Irukwu made the comments in an address to the General Assembly of the Baptist Union of Great Britain (BUGB) last night.
Thousands of Baptists from across the UK gathered in London over the weekend for the General Assembly, which also celebrated 400 years since the founding of the first British Baptist church.
The weekend was spent trying to discern God’s vision for the church going forward.
Irukwu, whose church belongs to the Redeemed Christian Church of God (RCCG), said the template for the future could be found in the past, in the early church.
The early Christians, he said, understood complete submission to the Holy Spirit and were not ashamed of the Gospel.
“We are not called to convince. We are called to declare and proclaim. Let the Holy Spirit do the work of convincing. We are just called to declare and proclaim,” he said to applause.
Reflecting on the source of the early church’s phenomenal growth, Irukwu said they were a community of grace and power.
He pointed to their lifestyle of prayer and the way in which they were completely united in the task of sharing the Gospel.

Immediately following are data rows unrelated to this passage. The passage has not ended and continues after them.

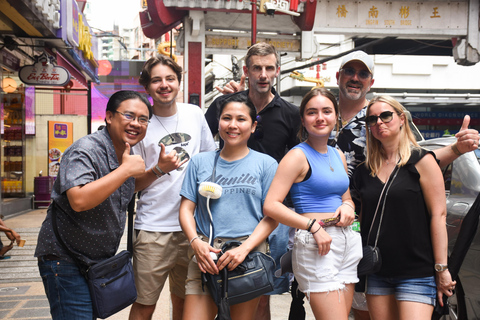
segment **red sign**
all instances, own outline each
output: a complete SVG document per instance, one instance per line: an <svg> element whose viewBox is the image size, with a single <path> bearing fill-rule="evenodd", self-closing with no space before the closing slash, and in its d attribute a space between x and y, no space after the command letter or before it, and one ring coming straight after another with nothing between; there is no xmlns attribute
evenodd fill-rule
<svg viewBox="0 0 480 320"><path fill-rule="evenodd" d="M64 86L70 80L70 73L64 67L55 65L53 57L42 53L35 57L33 65L22 67L18 77L30 85Z"/></svg>

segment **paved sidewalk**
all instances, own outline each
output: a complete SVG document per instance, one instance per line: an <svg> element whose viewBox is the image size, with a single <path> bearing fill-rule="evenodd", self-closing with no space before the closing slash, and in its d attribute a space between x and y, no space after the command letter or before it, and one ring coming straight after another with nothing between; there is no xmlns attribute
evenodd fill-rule
<svg viewBox="0 0 480 320"><path fill-rule="evenodd" d="M37 260L33 257L40 226L45 219L46 209L32 210L13 218L7 218L5 223L17 231L22 239L26 239L25 246L15 246L8 252L8 260L0 261L0 319L39 319L50 320L50 311L43 284L37 268ZM126 232L125 232L126 233ZM2 239L5 239L2 236ZM120 248L125 249L126 236L122 238ZM272 320L288 319L290 308L290 294L276 295L271 298ZM307 320L315 319L308 302ZM130 308L127 308L109 320L128 319ZM170 294L168 281L162 291L154 320L168 320L171 318Z"/></svg>

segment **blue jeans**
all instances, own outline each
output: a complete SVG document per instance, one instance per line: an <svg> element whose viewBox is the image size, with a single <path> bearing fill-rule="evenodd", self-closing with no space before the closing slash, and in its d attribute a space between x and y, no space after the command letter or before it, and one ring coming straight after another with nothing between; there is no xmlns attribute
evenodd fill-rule
<svg viewBox="0 0 480 320"><path fill-rule="evenodd" d="M367 276L366 294L379 296L395 295L396 300L413 301L435 306L437 286L434 276L398 278L370 274Z"/></svg>
<svg viewBox="0 0 480 320"><path fill-rule="evenodd" d="M92 320L88 284L75 263L39 259L38 269L53 320Z"/></svg>

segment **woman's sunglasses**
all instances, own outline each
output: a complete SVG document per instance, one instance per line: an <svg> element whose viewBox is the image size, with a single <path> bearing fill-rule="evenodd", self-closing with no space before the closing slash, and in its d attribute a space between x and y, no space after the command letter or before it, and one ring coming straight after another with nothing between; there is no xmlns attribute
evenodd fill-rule
<svg viewBox="0 0 480 320"><path fill-rule="evenodd" d="M379 116L368 116L365 118L365 123L369 127L373 127L374 125L377 124L378 118L382 120L383 123L389 123L393 119L393 112L392 111L384 111L380 113Z"/></svg>

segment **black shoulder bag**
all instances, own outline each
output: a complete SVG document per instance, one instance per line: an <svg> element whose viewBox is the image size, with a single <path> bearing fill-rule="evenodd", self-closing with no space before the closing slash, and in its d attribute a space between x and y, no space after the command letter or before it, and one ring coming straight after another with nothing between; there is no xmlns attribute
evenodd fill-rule
<svg viewBox="0 0 480 320"><path fill-rule="evenodd" d="M220 152L215 157L211 181L215 182L215 169ZM213 221L209 216L210 224ZM213 237L210 235L210 245L213 245ZM227 241L222 246L219 257L226 251L240 246L239 241ZM259 251L252 251L234 270L221 274L202 273L202 284L206 285L213 300L219 306L228 297L229 305L234 305L255 299L274 289L273 274L275 271L275 260ZM226 289L222 294L222 289ZM225 297L226 293L226 297ZM223 297L222 297L223 296Z"/></svg>
<svg viewBox="0 0 480 320"><path fill-rule="evenodd" d="M375 209L375 215L373 216L372 225L370 226L370 230L368 231L367 243L365 246L363 246L363 258L362 260L360 260L360 263L358 264L358 267L357 267L357 273L359 277L376 273L380 271L380 269L382 268L382 256L380 255L380 249L377 247L378 236L380 234L380 227L382 226L383 212L385 210L385 202L387 201L388 190L390 190L393 180L397 176L397 173L399 170L400 168L396 166L395 171L392 172L387 182L383 186L382 192L380 193L377 208ZM377 236L375 238L375 245L371 246L368 244L368 241L370 240L370 234L372 232L373 224L375 222L375 219L377 218L378 208L380 207L380 203L382 203L382 196L384 191L385 191L385 197L383 197L382 212L380 213L380 222L378 223L378 230L377 230Z"/></svg>
<svg viewBox="0 0 480 320"><path fill-rule="evenodd" d="M131 201L135 201L135 196ZM131 202L130 202L131 203ZM75 261L80 272L87 279L92 299L93 315L105 319L128 307L137 300L137 289L133 277L132 254L124 250L111 258L103 260L89 268L82 264L68 249L60 237L57 227L55 201L52 202L52 225L55 236L68 255ZM131 230L133 229L133 206L128 206L128 245L132 248Z"/></svg>

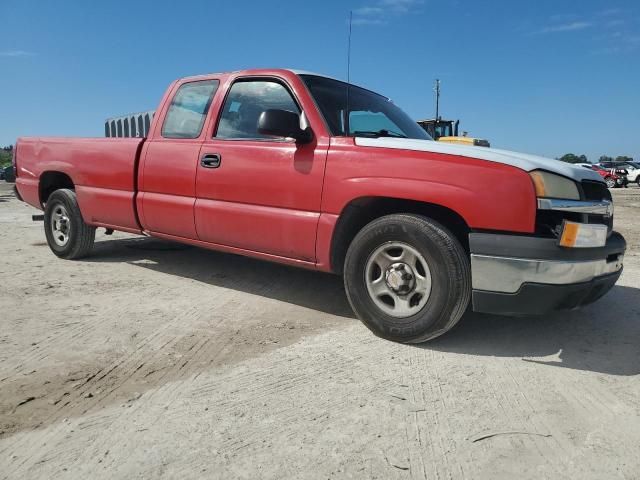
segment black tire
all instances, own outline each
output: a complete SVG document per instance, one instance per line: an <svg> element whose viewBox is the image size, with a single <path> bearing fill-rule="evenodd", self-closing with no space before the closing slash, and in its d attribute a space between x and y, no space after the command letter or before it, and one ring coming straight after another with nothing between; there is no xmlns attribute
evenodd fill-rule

“They prayed for everything and about everything. They actually believed that God answers prayers.
“Maybe if the church in the United Kingdom became a praying church again, we would see a move of the Spirit of God.
“I dare say that we are a lot more in number than they were and if we can get ourselves praying, we can certainly get God moving in the land.”
Irukwu suggested that Christians needed to learn to give sacrificially in their finances, not only to their own local churches but to the church’s central administration.
He said the early church modelled the principle of the believers giving to the apostles and that in some situations, the church leadership was in a better position to distribute funds for the benefit of others.
He pointed to the example of the Festival of Life, the RCCG’s flagship event in the UK, saying that it would not be possible without the giving of RCCG members.
The festival brings around 40,000 people to pray through the night in London each year. A second Festival of Life is taking place this year in Scotland on 20 July.
“The Gospel, with all our good intentions, is not going anywhere without money,” he said.
“Some of my brothers have abused the prosperity gospel but you don’t throw the baby out with the bath water.
“If you don’t teach people about giving they will not give because they don’t know.
“Maybe we need to start talking a bit more about giving and giving sacrificially in a biblical way, to encourage the church to give more.”
He encouraged the church not to be discouraged in the face of “aggressive secularism” but to hold onto the vision of revival in our lifetime.
The church’s efforts may lead to persecution but he said this was “part of the course” of being a Christian and a “badge of honour”.
“One day, the sound of worship is going to resound from our cathedrals again and the church of the UK is going to become one church,” he said.